The plaintiffs are brokers in rails and railroad supplies. In their amended statement of claim, their demand is “for services *4.rendered the said defendants as brokers under a certain contract made by and between the said plaintiffs and the said defendants for the sale by the said plaintiffs for the said defendants and at their instance and request $8,000 of relaying rails to Henry Menschke on or about September 14, 1895.”

The testimony taken in the court below indicates that there was communication between the plaintiffs and defendants by wire and by conversation respecting the contract and the commission to be paid to the plaintiffs. The former was concluded formally, the latter culminated in correspondence. A letter was sent by the plaintiffs to the defendants dated at Pitts-burg, September 18, 1895, in which they say, inter alia, “when Mr. Leonard Joseph was here he said, you would send us a note showing that we were entitled for our commissions and services the difference between $21.25, the price given us by you to sell the rails, and the price sold at $22.90 which is $1.65 per ton. Also that this would be paid to us on each shipment after you had received the money for same. Will you please do this as we would like to have a record on our books of this transaction.”

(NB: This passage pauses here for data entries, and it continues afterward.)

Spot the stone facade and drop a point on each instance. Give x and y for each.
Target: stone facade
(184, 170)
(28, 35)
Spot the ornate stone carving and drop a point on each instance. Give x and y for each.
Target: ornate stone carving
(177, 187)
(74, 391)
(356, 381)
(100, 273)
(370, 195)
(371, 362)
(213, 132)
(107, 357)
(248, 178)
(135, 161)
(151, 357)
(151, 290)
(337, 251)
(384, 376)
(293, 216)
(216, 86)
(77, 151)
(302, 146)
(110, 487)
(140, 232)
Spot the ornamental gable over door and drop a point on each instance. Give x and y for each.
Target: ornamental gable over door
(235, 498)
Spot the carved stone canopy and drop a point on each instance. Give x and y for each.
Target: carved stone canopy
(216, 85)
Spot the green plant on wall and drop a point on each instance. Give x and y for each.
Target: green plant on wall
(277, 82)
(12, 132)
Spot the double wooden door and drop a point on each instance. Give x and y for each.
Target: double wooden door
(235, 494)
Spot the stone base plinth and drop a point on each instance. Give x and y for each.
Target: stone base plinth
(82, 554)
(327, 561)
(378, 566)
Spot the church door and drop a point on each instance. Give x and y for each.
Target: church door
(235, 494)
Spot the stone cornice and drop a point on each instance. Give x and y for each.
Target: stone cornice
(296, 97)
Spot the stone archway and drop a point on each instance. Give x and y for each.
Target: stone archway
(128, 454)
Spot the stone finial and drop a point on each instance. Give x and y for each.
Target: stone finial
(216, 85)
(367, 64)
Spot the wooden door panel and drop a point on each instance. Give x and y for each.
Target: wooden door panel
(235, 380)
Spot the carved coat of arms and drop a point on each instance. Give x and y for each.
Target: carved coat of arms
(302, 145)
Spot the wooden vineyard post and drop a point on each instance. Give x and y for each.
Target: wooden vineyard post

To this, the defendants on September 20, 1895, in a letter dated at Cincinnati, replied: “We are in receipt of yours of the 18th inst. and carefully note the contents. We know all about the contract which we have made with you, and we will live up to it in all respects. As soon as the rails are shipped, accepted, and paid for, you will get the difference between $21.25 a ton and $22.90. Understand, whenever we do business, it is strictly on business principles. As to the pass for Mr. Zinn, the B. & O. S. W. is out of them,” etc. To this the plaintiffs replied in writing, dated at Pittsburg, September 21, 1895: “ Your favor of the 20th to hand, which is all O. K. Mr. Zinn' was in this morning just before we received your letter,” etc.

It will thus be seen that the plaintiffs requested that the agreement between them and the defendants respecting the commission should be put in writing; that the defendants acquiesced by putting the terms in writing; that the plaintiffs replied in writing, acquiescing in the terms as stated. It is true that the plaintiff said, in one part of his testimony that his right to commission was fixed by telephone before the ex*5change of the above letters, but he is contradictory in his statements, and the testimony indicates that the purchaser and seller were not finally brought together until a written engagement was entered into between them some days subsequent to the alleged telephonic conversation. It was at the time of the execution of this document that the terms of the agreement for the payment of commissions were arrived at, as the letter of September 18,1895, indubitably proves. Furthermore, any negotiations or suggestions that may have preceded the correspondence above quoted must be held to be merged into the contract reduced to writing by the correspondence of the parties above set forth.

The contract being thus in writing, its interpretation was for the court and not for the jury. The proof was clear that the purchaser of the rails did not comply with his contract. No rails were “shipped, accepted, or paid for” by the purchaser. Such shipment, acceptance, and payment were by the agreements of the parties, made a condition precedent to the right of the plaintiffs to demand the commission or compensation for bringing about the sale.

The learned judge of the court below left it to the jury to determine whether the contract meant that the payment of the commission was simply to be deferred until shipment, acceptance, and payment, or that the shipment, acceptance, and payment were to constitute a condition precedent to a recovery. In this we think there was error. The interpretation of the writings was not for the jury. We are of opinion that the commission was payable only on the performance of his contract by the purchaser of the rails. The proofs show failure on the part of the purchaser to perform his contract. The plaintiffs had, therefore, no right to demand the payment of any commission. This being the true interpretation of the written contract, the court below should have directed a verdict for the defendants.

The judgment is therefore reversed at the cost of the appellees.